Валя сидел у себя дома в ванне, пил джин-тоник и с тоски обзванивал знакомых; пока очередь в его записной книжке продвигалась к странице, где была я, ко мне пришел в гости Мишутка с коробкой клубничного зефира и бабаевской шоколадкой, и мы собирались пить чай. Нет, нет и нет. Никогда. Ни за что. Не хочу, твердо, пожалуй, даже слишком твердо сказала я Вале. Я была кратка, как надпись на камне. – Я сейчас телефон утоплю-у… Я слышу плеск воды на том конце провода, потом гудки. Может, все-таки чайник поставим, игнорируя мое смятенное состояние, самым будничным тоном предлагает Мишутка. И, пока я набираю воды, поясняет: – Ты ничего не поняла. Он тебя пугал. Вода, телефон, провод… – И, видя мои расширяющиеся зрачки: – Да ничего с ним не случится.

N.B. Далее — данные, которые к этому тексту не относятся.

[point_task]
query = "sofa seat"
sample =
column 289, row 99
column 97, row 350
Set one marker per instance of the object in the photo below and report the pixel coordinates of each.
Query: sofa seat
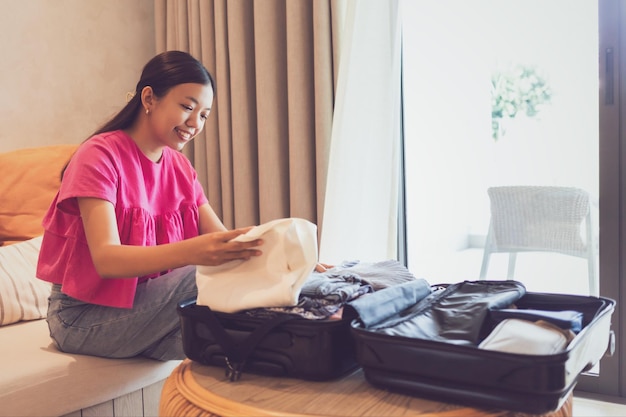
column 39, row 380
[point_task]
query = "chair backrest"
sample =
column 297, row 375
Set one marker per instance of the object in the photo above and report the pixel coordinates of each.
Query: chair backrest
column 539, row 218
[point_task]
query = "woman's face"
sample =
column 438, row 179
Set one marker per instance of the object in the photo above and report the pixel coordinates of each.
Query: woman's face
column 178, row 116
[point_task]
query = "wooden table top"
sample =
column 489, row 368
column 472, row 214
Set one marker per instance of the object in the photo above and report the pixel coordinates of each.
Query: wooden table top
column 207, row 388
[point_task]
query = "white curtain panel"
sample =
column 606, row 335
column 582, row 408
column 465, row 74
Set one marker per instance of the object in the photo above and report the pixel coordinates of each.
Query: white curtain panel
column 361, row 203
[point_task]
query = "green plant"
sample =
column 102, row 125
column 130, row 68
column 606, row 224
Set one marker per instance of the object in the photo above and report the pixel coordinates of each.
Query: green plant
column 517, row 90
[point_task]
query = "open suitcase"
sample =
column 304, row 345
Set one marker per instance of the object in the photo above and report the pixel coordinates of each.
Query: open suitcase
column 280, row 345
column 465, row 374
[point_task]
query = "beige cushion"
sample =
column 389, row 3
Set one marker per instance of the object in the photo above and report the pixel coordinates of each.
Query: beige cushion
column 38, row 380
column 22, row 295
column 29, row 180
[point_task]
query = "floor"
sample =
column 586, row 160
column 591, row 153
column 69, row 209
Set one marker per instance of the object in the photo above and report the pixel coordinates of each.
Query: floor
column 584, row 407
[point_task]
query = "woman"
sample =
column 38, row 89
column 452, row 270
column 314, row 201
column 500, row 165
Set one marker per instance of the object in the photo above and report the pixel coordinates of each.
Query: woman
column 131, row 221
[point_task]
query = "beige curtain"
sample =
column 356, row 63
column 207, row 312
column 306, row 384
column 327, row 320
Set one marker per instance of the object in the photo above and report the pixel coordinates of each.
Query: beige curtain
column 264, row 152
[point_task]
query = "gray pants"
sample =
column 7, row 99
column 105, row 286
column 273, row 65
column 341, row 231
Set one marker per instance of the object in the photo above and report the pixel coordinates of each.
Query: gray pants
column 151, row 328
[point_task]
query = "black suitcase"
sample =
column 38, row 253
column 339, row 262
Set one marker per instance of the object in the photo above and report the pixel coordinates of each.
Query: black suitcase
column 465, row 374
column 283, row 345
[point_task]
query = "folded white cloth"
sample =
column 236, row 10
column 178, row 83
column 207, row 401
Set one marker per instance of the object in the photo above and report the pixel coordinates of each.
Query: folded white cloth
column 527, row 337
column 273, row 279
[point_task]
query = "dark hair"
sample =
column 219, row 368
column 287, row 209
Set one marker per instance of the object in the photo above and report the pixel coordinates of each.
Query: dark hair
column 164, row 71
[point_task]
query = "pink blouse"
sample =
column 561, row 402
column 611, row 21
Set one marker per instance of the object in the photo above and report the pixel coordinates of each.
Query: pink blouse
column 155, row 203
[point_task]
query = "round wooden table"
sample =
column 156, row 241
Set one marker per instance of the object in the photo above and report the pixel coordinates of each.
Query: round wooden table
column 196, row 390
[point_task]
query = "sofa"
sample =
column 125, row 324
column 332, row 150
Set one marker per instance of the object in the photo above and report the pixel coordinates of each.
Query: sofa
column 36, row 379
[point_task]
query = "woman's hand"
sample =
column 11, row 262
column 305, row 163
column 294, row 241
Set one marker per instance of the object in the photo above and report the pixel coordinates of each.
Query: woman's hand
column 218, row 247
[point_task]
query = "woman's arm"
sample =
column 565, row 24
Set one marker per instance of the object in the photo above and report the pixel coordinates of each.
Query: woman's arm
column 114, row 260
column 209, row 222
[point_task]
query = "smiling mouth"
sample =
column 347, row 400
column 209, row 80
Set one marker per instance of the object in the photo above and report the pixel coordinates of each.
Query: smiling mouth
column 183, row 134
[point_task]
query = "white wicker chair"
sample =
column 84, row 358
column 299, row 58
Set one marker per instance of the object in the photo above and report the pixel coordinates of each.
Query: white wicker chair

Подумаешь, тридцать вольт постоянного тока… Ты что, физику в школе не учила?
От долгого глядения в одну точку начинает кружиться голова. Иногда сидеть просто невыносимо, но я стараюсь не обращать на это внимания, я стараюсь быть невесомой, я хочу раствориться в дрожании света, мерцании огней и блеске близкой воды. Как я вообще попала на этот окутанный драпировками трон, вознесенный на высоту птиц и рубинов, кренящийся над Москвой и готовый рассыпаться от малейшего неосторожного движения? Лет восемь назад, в нищей студенческой жизни, я позировала за деньги. Потом перестала, с первой приличной получкой. И тогда Кустовы позвонили и попросили: нужна модель, выручайте. Несколько сеансов. И я сказала: хорошо. Зачем-то сказала.